Given this infrastructure, the process of evaluating and launching a typical feature might be something like: Implement the new feature in the appropriate binary (including code review, binary push, setting the default values, etc) ... Create a canary experiment (pushed via a data push) to ensure that the feature is working properly ... Create an experiment or set of experiments (pushed via a data push) to evaluate the feature ... Evaluate the metrics from the experiment. Depending on the results, additional iteration may be required, either by modifying or creating new experiments, or even potentially by adding new code to change the feature more fundamentally ... If the feature is deemed launchable, go through the launch process: create a new launch layer and launch layer experiment, gradually ramp up the launch layer experiment, and then ﬁnally delete the launch layer and change the default values of the relevant parameters to the values set in the launch layer experiment.
We use real-time monitoring to capture basic metrics (e.g., CTR) as quickly as possible in order to determine if there is something unexpected happening. Experimenters can set the expected range of values for the monitored metrics (there are default ranges as well), and if the metrics are outside the expected range, then an automated alert is ﬁred. Experimenters can then adjust the expected ranges, turn off their experiment, or adjust the parameter values for their experiment. While real-time monitoring does not replace careful testing and reviewing, it does allow experimenters to be aggressive about testing potential changes, since mistakes and unexpected impacts are caught quickly.
Another thing I like is the real-time availability of metrics and ability to very quickly change experiment configurations. Not only does that allow experiments to be shut down quickly if they are having a surprisingly bad impact which lowers the cost of errors, but also it speeds the ability to learn from the data and iterate on the experiment.

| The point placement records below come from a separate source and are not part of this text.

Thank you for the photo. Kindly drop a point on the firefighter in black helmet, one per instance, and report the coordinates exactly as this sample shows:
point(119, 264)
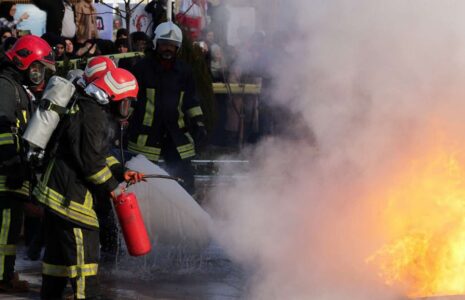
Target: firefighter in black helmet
point(22, 71)
point(166, 99)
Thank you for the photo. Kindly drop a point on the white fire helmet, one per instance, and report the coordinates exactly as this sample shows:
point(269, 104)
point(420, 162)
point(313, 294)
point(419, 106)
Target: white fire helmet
point(168, 32)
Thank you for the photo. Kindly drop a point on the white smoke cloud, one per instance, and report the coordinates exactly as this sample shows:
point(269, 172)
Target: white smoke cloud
point(371, 78)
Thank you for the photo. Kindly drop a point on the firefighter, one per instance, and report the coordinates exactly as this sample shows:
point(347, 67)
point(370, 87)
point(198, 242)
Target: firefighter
point(22, 69)
point(107, 219)
point(78, 170)
point(167, 95)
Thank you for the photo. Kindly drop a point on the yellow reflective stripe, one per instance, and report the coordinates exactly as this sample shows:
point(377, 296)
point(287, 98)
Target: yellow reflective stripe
point(181, 114)
point(88, 201)
point(72, 210)
point(186, 151)
point(54, 270)
point(23, 190)
point(83, 270)
point(185, 147)
point(8, 250)
point(194, 112)
point(152, 153)
point(6, 219)
point(71, 272)
point(81, 280)
point(111, 161)
point(189, 137)
point(101, 176)
point(6, 139)
point(74, 109)
point(187, 154)
point(149, 107)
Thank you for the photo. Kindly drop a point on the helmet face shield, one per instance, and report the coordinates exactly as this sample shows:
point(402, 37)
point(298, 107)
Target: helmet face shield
point(122, 108)
point(36, 72)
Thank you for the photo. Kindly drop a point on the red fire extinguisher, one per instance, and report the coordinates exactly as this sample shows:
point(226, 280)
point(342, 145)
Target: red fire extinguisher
point(132, 224)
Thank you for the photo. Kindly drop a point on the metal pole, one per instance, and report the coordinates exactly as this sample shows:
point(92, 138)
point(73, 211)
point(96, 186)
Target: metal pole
point(169, 10)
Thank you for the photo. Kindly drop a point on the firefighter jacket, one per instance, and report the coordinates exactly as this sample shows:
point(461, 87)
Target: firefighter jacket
point(165, 98)
point(15, 109)
point(81, 166)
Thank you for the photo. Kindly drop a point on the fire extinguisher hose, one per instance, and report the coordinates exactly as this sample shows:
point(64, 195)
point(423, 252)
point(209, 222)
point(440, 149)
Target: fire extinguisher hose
point(159, 176)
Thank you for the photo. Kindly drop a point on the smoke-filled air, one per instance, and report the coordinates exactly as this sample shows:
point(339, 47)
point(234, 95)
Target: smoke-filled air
point(371, 204)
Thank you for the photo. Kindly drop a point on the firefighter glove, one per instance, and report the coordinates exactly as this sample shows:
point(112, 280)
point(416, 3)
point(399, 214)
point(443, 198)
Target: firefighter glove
point(116, 192)
point(133, 177)
point(16, 177)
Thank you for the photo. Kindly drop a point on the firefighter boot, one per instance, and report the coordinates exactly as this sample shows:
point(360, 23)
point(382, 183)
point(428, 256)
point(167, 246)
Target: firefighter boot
point(14, 285)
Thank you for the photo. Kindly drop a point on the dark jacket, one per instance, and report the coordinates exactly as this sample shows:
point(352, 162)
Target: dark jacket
point(165, 98)
point(15, 110)
point(55, 10)
point(81, 166)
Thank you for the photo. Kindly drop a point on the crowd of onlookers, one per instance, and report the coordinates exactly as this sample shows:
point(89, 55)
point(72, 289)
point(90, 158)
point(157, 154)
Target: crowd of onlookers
point(75, 36)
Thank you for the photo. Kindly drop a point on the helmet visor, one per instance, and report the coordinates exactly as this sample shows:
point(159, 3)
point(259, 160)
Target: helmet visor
point(36, 73)
point(124, 108)
point(162, 41)
point(49, 61)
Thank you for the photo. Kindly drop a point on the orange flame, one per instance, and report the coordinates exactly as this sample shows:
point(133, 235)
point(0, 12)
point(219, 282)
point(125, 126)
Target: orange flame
point(425, 220)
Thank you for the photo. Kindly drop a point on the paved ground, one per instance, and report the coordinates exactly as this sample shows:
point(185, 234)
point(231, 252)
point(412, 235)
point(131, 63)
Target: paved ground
point(209, 276)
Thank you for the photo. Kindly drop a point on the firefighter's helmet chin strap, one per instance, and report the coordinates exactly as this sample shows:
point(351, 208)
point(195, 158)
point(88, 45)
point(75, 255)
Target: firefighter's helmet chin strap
point(99, 95)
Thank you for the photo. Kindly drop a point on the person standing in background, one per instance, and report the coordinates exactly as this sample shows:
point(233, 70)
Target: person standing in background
point(86, 22)
point(60, 17)
point(7, 13)
point(167, 120)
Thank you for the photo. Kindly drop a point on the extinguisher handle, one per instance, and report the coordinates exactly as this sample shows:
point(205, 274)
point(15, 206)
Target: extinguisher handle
point(178, 179)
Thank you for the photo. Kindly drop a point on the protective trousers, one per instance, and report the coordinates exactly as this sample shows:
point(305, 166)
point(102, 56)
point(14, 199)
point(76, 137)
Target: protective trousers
point(71, 253)
point(11, 220)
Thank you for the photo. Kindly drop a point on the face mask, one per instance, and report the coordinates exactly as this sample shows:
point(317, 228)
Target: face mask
point(36, 73)
point(99, 95)
point(122, 108)
point(167, 55)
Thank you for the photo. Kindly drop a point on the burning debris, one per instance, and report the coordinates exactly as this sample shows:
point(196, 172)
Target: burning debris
point(425, 218)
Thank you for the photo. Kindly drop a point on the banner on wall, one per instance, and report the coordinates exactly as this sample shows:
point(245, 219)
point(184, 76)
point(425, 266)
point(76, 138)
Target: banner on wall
point(104, 21)
point(35, 24)
point(140, 20)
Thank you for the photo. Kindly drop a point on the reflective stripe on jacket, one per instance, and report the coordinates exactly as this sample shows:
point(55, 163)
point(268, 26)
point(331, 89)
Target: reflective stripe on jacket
point(81, 166)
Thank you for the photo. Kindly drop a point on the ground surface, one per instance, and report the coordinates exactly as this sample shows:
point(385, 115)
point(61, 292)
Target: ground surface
point(210, 276)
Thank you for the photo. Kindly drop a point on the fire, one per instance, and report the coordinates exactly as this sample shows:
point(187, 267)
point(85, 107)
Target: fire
point(425, 220)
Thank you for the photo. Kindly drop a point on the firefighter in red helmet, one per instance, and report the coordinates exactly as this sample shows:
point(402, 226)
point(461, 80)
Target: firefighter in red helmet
point(22, 69)
point(77, 171)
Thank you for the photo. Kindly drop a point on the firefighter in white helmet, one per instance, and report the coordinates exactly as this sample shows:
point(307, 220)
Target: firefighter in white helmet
point(166, 97)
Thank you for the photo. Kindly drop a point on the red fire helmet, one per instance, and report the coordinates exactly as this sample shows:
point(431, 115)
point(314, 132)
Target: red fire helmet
point(118, 84)
point(97, 67)
point(31, 48)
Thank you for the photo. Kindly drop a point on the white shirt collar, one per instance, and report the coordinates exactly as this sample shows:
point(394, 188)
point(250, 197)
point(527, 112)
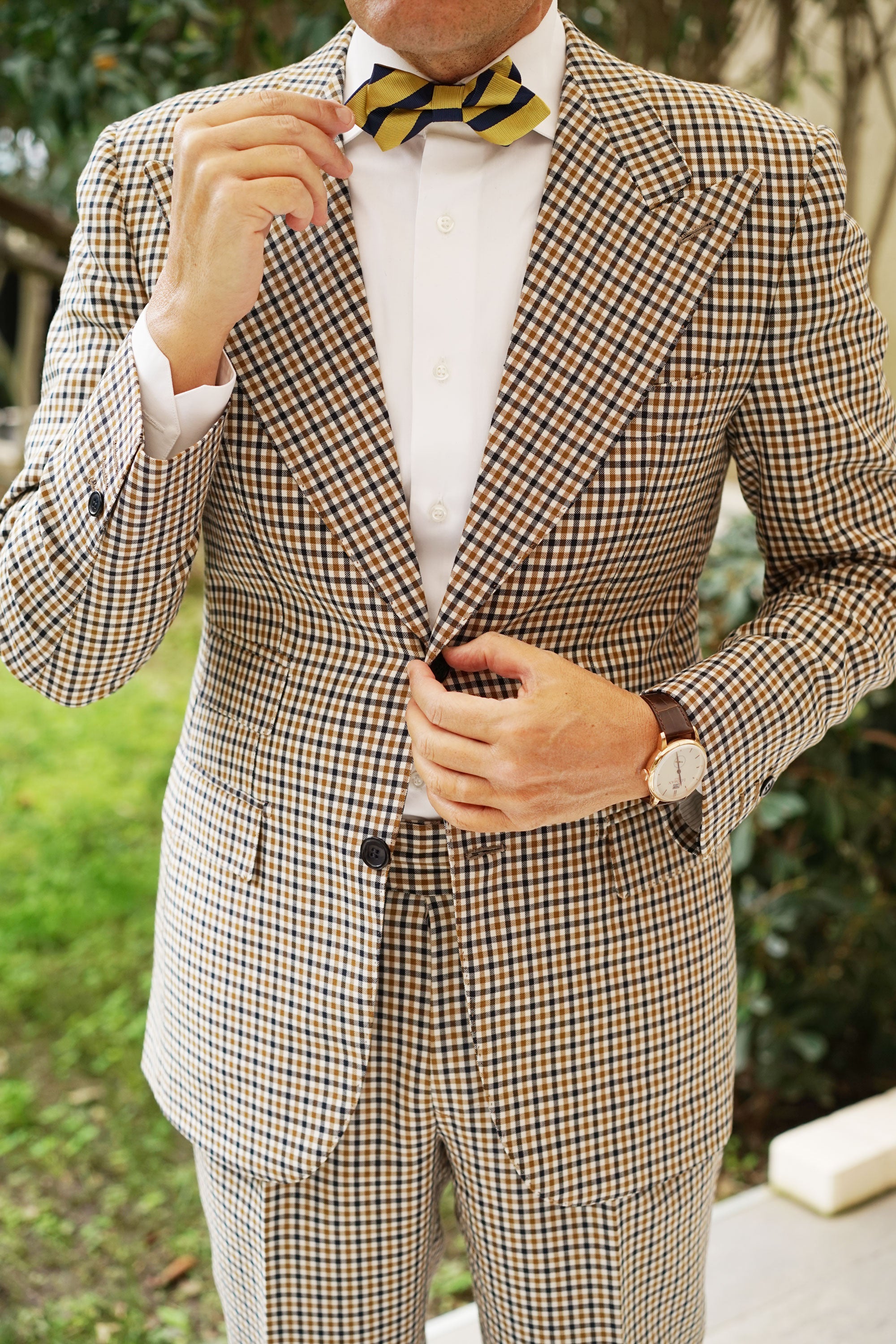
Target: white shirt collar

Finally, the use of standardized metrics across experiments and an "experiment council" of experts who can be consulted to help interpret the experimental results is insightful. Often, results of experiments are subject to some interpretation, unfortunately enough interpretation that overly eager folks at a company can attempt to torture the data until it says what they want (even when they are trying to be honest), so an effort to help people keep decisions objective is a good idea.
One minor but surprising tidbit in the paper is that binary launches are infrequent ("weekly"); only configuration files can be pushed frequently. I would have thought they would push binaries daily. In fact, reading between the lines a bit, it sounds like developers might have to do a bit of extra work to deal with infrequent binary pushes, trying to anticipate what they will want during the experiments and writing extra code that can be enabled or disabled later by configuration file, which might interfere with their ability to rapidly learn and iterate based on the experimental results. It also may cause the configuration files to become very complex and bug-prone, which is alluded to in the section of the paper talking about the need for data file checks. In general, very frequent pushes are desirable, even for binaries.